La CIDH examinará las denuncias  presentadas por el abogado estadista Gregorio Igartúa y el exgobernador Pedro Rosselló en contra de EE.UU. por negarles a los habitantes de la isla participación en el colegio electoral estadounidense. (AP) (semisquare-x3)
La CIDH examinará las denuncias presentadas por el abogado estadista Gregorio Igartúa y el exgobernador Pedro Rosselló en contra de EE.UU. por negarles a los habitantes de la isla participación en el colegio electoral estadounidense. (AP)

Washington - Después de 12 años de espera, la Comisión Interamericana de Derechos Humanos (CIDH) acercará el mes próximo una decisión sobre las querellas que se han presentado ante ese foro en contra de Estados Unidos por violar los derechos humanos y civiles de los residentes en Puerto Rico bajo el actual status colonial.

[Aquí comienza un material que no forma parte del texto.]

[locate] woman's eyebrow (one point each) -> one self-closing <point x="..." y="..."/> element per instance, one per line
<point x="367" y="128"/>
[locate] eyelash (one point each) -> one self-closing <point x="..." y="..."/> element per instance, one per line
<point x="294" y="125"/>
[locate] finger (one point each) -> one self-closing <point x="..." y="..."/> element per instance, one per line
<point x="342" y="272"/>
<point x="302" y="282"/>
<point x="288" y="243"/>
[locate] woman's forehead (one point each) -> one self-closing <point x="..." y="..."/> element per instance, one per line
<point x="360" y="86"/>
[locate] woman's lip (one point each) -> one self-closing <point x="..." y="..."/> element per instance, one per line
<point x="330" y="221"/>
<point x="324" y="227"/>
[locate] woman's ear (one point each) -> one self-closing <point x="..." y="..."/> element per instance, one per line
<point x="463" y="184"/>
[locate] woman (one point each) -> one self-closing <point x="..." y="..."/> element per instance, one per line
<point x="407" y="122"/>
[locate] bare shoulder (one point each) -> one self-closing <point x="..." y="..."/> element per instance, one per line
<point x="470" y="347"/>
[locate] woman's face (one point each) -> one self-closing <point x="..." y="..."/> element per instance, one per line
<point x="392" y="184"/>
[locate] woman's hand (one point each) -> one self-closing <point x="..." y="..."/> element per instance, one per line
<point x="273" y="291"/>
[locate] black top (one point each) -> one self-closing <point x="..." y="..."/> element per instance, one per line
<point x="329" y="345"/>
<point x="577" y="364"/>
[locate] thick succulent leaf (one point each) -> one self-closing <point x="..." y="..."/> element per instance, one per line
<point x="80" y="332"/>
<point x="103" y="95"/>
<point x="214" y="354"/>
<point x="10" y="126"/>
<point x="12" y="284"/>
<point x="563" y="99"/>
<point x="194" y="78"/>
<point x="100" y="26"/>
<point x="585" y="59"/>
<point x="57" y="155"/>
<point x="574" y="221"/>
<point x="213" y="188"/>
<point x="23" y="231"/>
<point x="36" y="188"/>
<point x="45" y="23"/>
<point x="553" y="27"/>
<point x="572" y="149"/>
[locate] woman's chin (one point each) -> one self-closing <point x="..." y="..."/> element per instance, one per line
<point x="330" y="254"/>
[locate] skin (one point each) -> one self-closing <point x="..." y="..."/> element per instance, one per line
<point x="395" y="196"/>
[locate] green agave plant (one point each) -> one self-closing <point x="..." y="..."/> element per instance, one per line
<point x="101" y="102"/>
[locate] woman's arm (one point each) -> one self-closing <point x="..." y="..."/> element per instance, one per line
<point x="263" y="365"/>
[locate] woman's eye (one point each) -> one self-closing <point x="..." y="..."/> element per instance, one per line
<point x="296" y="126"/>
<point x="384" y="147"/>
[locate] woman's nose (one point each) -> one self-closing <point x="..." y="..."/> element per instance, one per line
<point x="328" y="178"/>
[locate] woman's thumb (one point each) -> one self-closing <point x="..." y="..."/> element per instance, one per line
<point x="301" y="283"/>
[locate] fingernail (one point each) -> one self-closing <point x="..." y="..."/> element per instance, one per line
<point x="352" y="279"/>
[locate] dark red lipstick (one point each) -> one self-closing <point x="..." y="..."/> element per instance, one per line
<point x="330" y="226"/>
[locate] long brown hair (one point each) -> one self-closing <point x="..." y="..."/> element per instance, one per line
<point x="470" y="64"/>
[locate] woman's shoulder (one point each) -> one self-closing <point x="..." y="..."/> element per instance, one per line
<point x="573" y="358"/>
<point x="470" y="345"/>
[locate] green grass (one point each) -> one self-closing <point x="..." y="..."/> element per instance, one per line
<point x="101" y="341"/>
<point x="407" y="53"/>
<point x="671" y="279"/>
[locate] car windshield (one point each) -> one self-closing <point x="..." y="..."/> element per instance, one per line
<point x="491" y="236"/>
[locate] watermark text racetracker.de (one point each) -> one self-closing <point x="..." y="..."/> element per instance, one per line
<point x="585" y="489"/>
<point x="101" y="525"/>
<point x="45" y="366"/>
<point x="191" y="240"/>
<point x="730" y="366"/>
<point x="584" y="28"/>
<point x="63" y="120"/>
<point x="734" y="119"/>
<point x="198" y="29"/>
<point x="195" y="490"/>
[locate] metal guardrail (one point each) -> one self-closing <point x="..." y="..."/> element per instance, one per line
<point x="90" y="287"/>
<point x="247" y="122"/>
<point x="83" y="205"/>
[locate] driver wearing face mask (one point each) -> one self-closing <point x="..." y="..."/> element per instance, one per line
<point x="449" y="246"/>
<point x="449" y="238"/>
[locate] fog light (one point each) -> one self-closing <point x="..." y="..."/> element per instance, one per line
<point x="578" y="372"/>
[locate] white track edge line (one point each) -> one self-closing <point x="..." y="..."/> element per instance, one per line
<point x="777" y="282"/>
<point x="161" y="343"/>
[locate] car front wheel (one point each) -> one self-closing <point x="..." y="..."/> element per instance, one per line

En una audiencia pública, la CIDH examinará el 5 de octubre las denuncias independientes presentadas por el abogado estadista Gregorio Igartúa y el exgobernador Pedro Rosselló en contra de EE.UU. por negarles a los habitantes de la isla participación en el colegio electoral estadounidense, que elige al presidente y representantes con plenos derechos en el Congreso.

La sesión formará parte del período de sesiones número 169 de la CIDH y tendrá lugar en la Escuela de Derecho de la Universidad de Colorado, en Boulder, sede de las reuniones previstas del 1 al 5 de octubre.

La CIDH es un brazo autónomo de la Organización de Estados Americanos (OEA), con competencia para investigar el cumplimiento de los compromisos contraídos por los estados miembros en la Convención Americana de Derechos Humanos.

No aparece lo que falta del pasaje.